Alma desdobrada, capítulos 284, 285, 286, 287, 288, 289 e 290. (final)

 

284.

          quando comecei a escrever alma desdobrada, veio-me a ideia de escrever o que chamaria de os dez dias que não me abalaram em nada, anotações minuciosas sobre os próximos dez dias de minha vida. e isto foi feito. resolvi incluir aqui alguns trechos, em ordem cronológica. abandonei o resto.

          lembrei-me então de escritos avulsos.

          estes escritos seriam: poemas antigos, cartas a Y…, cartas a Z…, a história do sensato, a novelinha em que sou sequestrado por visitantes de outro planeta, algo que se chamaria eu e tu, quem matou garcia lorca?, e uma parábola.
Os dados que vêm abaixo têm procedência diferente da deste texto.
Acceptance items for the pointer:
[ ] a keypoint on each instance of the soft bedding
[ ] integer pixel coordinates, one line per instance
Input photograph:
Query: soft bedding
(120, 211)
          resolvi queimar tudo. sobraram três poemas e a história do duende.

 

285.

          dentro do caos, todas as ordens são ordens.

          tenho direito ao caos porque já me organizei. esse prisma não admite ponto de vista. as associações de assunto são libérrimas.

          por minha liberdade, ainda uma vez.

          eu me perdoo todas as repetições deste livro. eu me perdoo tudo neste livro. eu me perdoo este livro.

 

286.

          meu pai, me dê a mão, agora. quero você do meu lado, porque sinto chegar a hora de deixar a terra deste livro.

 

287.

          você, mãe, deste outro lado.

 

288.

          e agora, de mãos dadas com dois fantasmas sagrados, eis-me no limiar de alma desdobrada. não falei tudo. arranquei espinhos e teci guirlandas de rosas.

          abri minha alma diante de mim mesmo, como um deus que se desdobra.

          contemplei escondidas vergonhas e dores acobertadas e pequeninas glórias quase esquecidas.

          convivi com meus fantasmas. não me livrei deles; para isso, seria preciso ser de outra estirpe de deuses, que não aquela a que pertenço. mas, se deles não me livrei, tornei-os, com esse convívio, amigáveis e inofensivos.

          fantasmas saudosos são aqueles que eram assustadores demônios.

 

289.

          eu me dobro novamente, para voltar à convivência com as outras gentes.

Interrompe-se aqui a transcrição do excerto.